Os vaticínios mais ou menos apocalípticos de final de ano são sempre curiosos. Em geral, à revelia de se pressagiar um 'difícil ano económico', as perspectivas tendem a ser optimistas, e, talvez neste final de 2008, o mundo aguarde soluções como provavelmente não se via desde o final da 2ª Guerra Mundial. A verdade é que, se recordarmos palavras de Walter Benjamin escritas em 1955, as expectativas ingénuas esboroam-se e levam-nos a crer que a instabilidade, a insegurança e a anulação da efectiva liberdade voltam como novos slogans de uma sociedade que vive cada vez mais para o disfarce (já Obama diz que vai mandar reforços para o Afeganistão). A guerra, a guerra.
A crescente proletarização do homem contemporâneo e a crescente formação de massas são duas faces da mesma medalha. O fascismo tenta organizar as massas recentemente proletarizadas, sem tocar nas relações de propriedade que estas pretendem eliminar. O fascismo vê a sua salvação no facto de permitir às massas que se exprimam mas, de modo nenhum, que exerçam os seus direitos. As massas têm direito a exigir uma alteração das relações de propriedade; o fascismo pretende dar-lhes expressão, conservando essas relações. Por conseguinte, o fascismo acaba por introduzir uma estetização na vida política. À violência sobre as massas a quem, através do culto de um 'fuhrer', o fascismo impõe a subjugação, corresponde a violência que sofre um aparelho utilizado so serviço da produção de valores de culto.
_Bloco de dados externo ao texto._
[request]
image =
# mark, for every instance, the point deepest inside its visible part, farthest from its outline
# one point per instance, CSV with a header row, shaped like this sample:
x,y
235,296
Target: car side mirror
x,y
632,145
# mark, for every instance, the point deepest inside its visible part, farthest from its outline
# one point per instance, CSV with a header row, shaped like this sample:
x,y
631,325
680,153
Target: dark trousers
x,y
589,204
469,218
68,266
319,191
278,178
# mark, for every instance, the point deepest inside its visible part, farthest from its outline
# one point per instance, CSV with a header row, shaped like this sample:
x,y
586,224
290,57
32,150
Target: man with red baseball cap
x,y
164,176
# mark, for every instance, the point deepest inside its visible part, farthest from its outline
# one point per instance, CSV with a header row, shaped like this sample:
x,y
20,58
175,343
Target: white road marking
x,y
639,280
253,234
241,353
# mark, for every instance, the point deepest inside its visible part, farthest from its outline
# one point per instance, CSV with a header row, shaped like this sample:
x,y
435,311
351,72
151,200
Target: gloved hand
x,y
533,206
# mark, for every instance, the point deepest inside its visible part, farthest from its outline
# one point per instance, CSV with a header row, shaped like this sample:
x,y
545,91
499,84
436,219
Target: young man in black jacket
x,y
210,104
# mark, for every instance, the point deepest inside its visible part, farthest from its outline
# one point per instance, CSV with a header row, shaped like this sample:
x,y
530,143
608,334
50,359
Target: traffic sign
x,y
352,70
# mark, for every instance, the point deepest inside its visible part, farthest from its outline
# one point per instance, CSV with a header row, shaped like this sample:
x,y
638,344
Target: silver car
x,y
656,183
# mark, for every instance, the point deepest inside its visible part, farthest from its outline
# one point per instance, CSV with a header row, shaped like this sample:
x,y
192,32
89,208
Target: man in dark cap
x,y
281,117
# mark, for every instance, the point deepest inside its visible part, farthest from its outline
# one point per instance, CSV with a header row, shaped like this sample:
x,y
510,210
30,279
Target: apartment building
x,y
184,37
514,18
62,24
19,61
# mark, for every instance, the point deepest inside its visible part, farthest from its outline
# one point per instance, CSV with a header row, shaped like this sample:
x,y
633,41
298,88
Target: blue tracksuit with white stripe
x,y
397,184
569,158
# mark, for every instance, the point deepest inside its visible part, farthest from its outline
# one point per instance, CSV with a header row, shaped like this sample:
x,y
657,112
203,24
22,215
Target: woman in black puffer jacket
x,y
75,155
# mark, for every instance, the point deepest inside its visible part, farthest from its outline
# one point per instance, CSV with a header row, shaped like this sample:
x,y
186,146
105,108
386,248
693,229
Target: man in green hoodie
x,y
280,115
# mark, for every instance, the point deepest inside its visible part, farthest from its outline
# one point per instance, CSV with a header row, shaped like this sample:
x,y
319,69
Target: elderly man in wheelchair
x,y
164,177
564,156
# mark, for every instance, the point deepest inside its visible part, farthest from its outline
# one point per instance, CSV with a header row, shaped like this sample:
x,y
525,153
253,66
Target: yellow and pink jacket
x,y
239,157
Todos os esforços para introduzir uma estética na política culminam num ponto: a guerra. A guerra, e só a guerra, torna possível fazer de movimentos de massas em grande escala um objectivo, mantendo as relações de propriedade tradicionais. Do ponto de vista político, assim se formula a situação. Do ponto de vista da técnica, formula-se da seguinte forma: só a guerra possibilita a mobilização dos actuais meios técnicos, mantendo as relações de propriedade. É evidente que a apoteose fascista da guerra não utiliza este argumento. No manifesto de Marinetti, sobre a guerra colonial etíope, diz-se: 'Há vinte e sete anos que nós, futuristas, nos manifestamos contra o facto de se designar a guerra como antiestética... por conseguinte, declaramos: ... a guerra é bela porque fundamenta o domínio do homem sobre a maquinaria subjugada, graças às máscaras de gás, aos megafones assustadores, aos lança-chamas e tanques. A guerra é bela porque inaugura a sonhada metalização do corpo humano. A guerra é bela porque enriquece um prado florescente com as orquídeas de fogo das metralhadoras. A guerra é bela porque reúne numa sinfonia o fogo das espingardas, dos canhões, dos cessar-fogo, os perfumes e os odores da putrefacção. A guerra é bela porque cria novas arquitecturas, como a dos grandes tanques, a da geometria de aviões em formação, a das espirais de fumo de aldeias a arder, e muitas outras'.
Este manifesto tem a vatagem de ser claro. A estética da guerra actual apresenta-se-lhe da seguinte forma: se o aproveitamento natural das forças produtivas for travado pelo sistema de propriedade, então o aumento de recursos técnicos, de ritmo, de fontes de energia, será impelido a uma valorização não natural. É o que sucede na guerra que, com as suas destruições, demonstra que a sociedade não tinha maturidade suficiente para incorporar a técnica como órgão seu, e de que a técnica não estava suficientemente desenvolvida para dominar as suas forças sociais elementares. A guerra imperialista é determinada, nos seus mais terríveis aspectos, pela discrepância entre os poderosos meios de produção e o seu aproveitamento inadequado no processo produtivo (pelo desemprego e escassez de mercados). A guerra imperialista é uma revolta da técnica que reclama sob a forma de 'material humano' aquilo que a sociedade lhe retirou como material natural. Em vez de canalizar rios, conduz a corrente humana ao leito das suas trincheiras, em vez de lançar sementes dos seus aviões, lança bombas incendiárias sobre cidades e, como a guerra do gás, encontrou um meio de aniquilar a aura, de uma nova forma.
"Que a arte se realize, mesmo que o mundo deva perecer", diz o fascismo e, como Marinetti reconhece, espera que a guerra forneça a satisfação artística da percepção dos sentidos alterados pela técnica. Isto é, evidentemente, a consumação da 'l'art pour l'art'. A humanidade que, outrora, com Homero, era um objecto de contemplação para os deuses do Olimpo, é agora objecto de auto-contemplação. A sua auto-alienação atingiu um grau tal que lhe permite assistir à sua própria destruição, como a um prazer estético de primeiro plano.